Many people don’t seek ultimate answers because they are afraid where the truth might lead. And I understand this. Life tends to throw enough that is undesirable our way on regular day that we sure don’t want to go rootin’ around for more. But I also understand that ignoring causes really only ends up hurting us more in the end—physically, mentally and spiritually. As I said before, what we don’t know can hurt us.

It is the so-called “normalcy-bias” that keeps most of humanity in check—that is, blinded to reality. We are told everything is okay. The media tells us so. The government tells us so. Even the churches tell us, if simply by not addressing issues, not to worry. But it doesn’t take an advanced degree in logic to realize we are living in unprecedented times with humanity dancing on the edge of a precipice. I’m only pointing out what we all know in our gut. But the more out of control things get, the more we’re instructed to calm down, breathe easy, and go back to sleep.

An oversaturation of mindless entertainment, an all-consuming mania over sports, media manipulation, social-networking ad nauseum, toxic food, a steady diet of pornography, and a ridiculing of anything that touts traditional values or morality—these are just a few signs of the times, some of the factors that keep western society in its current trance. We have been distracted into a stupor and lulled into decadence.

There is one underlying “why” that I do feel compelled to advance. Beyond all that we can perceive with our five senses is a spiritual reality.

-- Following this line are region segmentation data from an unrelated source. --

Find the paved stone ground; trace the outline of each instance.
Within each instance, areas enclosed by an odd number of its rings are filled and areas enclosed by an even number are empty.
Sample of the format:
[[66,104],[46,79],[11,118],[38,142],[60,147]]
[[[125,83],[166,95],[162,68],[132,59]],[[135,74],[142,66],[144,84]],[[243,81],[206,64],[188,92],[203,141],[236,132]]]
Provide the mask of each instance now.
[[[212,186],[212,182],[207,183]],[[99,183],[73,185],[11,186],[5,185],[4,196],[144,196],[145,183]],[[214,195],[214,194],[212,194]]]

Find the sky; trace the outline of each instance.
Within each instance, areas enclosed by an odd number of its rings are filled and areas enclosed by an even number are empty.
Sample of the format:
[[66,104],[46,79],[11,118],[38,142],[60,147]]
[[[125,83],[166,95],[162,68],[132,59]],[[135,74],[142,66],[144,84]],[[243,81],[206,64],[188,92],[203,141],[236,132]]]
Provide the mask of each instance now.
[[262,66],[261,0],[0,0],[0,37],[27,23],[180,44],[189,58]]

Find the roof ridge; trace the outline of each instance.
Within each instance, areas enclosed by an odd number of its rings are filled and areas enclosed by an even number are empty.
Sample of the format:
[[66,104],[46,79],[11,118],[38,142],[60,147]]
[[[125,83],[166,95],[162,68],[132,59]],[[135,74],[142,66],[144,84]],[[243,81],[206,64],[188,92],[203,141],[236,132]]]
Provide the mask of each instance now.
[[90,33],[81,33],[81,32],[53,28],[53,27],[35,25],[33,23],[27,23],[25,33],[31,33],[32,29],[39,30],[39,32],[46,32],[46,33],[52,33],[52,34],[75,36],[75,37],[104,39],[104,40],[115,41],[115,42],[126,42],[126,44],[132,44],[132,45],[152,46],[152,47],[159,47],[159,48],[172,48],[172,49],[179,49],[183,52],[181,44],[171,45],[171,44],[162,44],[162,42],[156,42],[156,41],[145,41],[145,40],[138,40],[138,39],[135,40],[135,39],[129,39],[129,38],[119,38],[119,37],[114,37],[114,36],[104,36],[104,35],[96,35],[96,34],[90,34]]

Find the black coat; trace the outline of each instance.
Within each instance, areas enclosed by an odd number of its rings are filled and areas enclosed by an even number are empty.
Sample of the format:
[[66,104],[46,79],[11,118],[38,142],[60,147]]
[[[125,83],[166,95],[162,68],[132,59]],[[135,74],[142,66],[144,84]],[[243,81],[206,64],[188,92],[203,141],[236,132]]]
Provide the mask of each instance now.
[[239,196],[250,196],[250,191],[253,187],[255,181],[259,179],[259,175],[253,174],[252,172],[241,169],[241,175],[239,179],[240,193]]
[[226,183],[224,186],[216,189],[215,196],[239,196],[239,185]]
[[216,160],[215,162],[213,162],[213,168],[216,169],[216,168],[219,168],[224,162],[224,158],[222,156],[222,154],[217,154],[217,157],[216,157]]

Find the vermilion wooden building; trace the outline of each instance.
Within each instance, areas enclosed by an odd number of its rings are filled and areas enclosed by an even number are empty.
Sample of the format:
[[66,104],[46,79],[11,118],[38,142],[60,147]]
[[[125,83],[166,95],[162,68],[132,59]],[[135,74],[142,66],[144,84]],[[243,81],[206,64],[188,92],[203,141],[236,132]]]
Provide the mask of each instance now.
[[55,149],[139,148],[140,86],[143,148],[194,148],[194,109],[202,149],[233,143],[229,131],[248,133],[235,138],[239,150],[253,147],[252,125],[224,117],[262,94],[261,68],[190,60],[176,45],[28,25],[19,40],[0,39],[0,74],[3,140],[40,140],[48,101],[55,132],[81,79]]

The ebb and flow of intellectual, economic and religious history, the rise and fall of nations, the advancements and digressions of humanity, the development of science and technologies,  the cyclical struggles between totalitarianism and free states—all of these testify to very real spiritual forces at work behind what the natural eye can see.

The Christian worldview, which is the philosophy of life grounded in faith upon the teachings of the Bible, offers the only framework within which everything finds its proper place and perspective. The world makes sense when viewed through the Christian lens. The puzzle pieces fit.

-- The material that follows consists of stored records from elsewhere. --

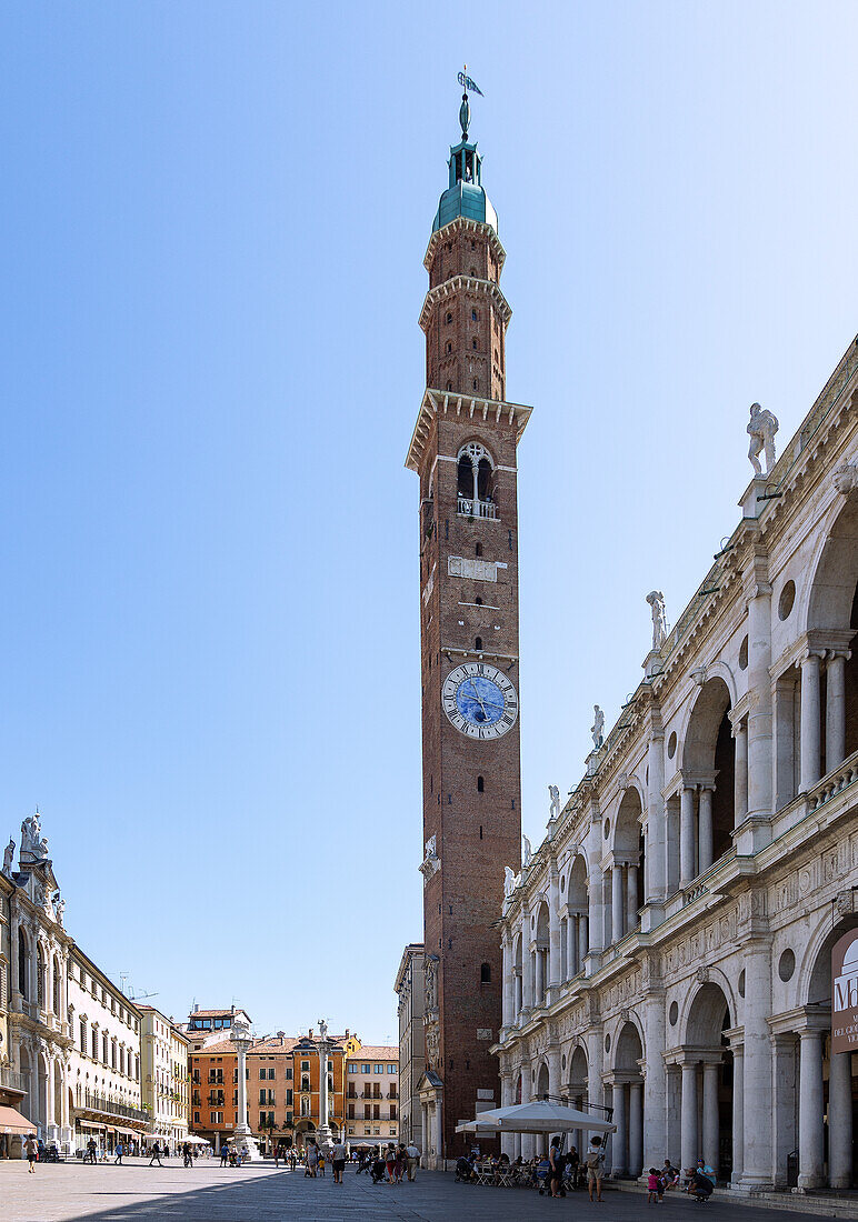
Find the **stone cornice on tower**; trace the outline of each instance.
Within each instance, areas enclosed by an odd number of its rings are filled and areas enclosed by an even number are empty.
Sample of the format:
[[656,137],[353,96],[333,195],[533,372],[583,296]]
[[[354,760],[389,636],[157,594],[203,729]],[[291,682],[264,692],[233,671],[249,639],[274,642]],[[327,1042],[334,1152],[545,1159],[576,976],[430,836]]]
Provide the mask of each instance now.
[[455,391],[427,387],[405,464],[408,470],[419,473],[425,442],[438,415],[464,415],[469,419],[483,422],[494,420],[495,424],[499,424],[501,419],[506,419],[510,424],[516,425],[516,442],[518,442],[532,411],[532,407],[526,407],[523,403],[506,403],[497,400],[477,398],[472,395],[457,395]]
[[504,320],[504,326],[510,325],[512,307],[494,280],[482,280],[478,276],[452,276],[452,279],[445,280],[427,293],[419,318],[419,324],[424,331],[429,330],[431,312],[435,306],[447,297],[455,297],[461,291],[485,293],[486,297],[491,298],[495,309]]
[[506,262],[506,251],[497,237],[494,226],[489,225],[486,221],[475,221],[469,216],[457,216],[455,221],[450,221],[444,229],[435,230],[433,236],[429,238],[429,246],[427,247],[427,253],[423,259],[423,266],[427,271],[431,270],[433,259],[438,253],[439,246],[444,242],[449,242],[452,237],[458,233],[478,233],[484,237],[489,243],[489,249],[497,259],[497,270],[504,270],[504,263]]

If I’m charged with being biased because I’m a Christian, then I will answer that I am biased because I am a Christian. We are all biased toward our individual philosophical and religious systems. And we all adhere to a particular worldview and place our faith in something, even if that something is science, atheism, or nature. I’m increasingly discovering that the more I learn and grow in knowledge and experience, I only find my faith in Christ and the Scriptures confirmed.

I like how Francis Schaeffer put it: “The more logical a man who holds a non-Christian position is to his own presuppositions, the further he is from the real world; and the nearer he is to the real world, the more illogical he is to his presuppositions.”

Everyone starts with presuppositions—assumptions we hold concerning reality—and then we make our daily choices accordingly. In other words, everyone has their own metaphysical and ethical outlooks about life. We place our “faith” in these, molding our lives and decisions around them. If we are honest in our quest for truth, we will continually evaluate what experience, common sense and empirical evidence are teaching us so we can test them against our deeply held presuppositions. If the latter contradicts the former, the fault is not with reality but with our faith system.

All this to say there is a fundamental spiritual dynamic at work, an ancient battle between good and evil that the Christian recognizes is between God and Satan. There is a war going on for the souls of men and woman. We need our eyes open that we might see and understand this. The abnormalities of the times can be viewed as what they in fact are—evil on the rise, with more and more of humanity choosing to cooperate with it.

All is not normal. If we admit there are serious problems, resolve to find answers and allow the truth of our discoveries to lead us where they may, we as individuals, and by extension as a species, will go a long way toward breaking the normalcy bias that keeps insisting everything is okay.

Nothing is hidden except to be revealed.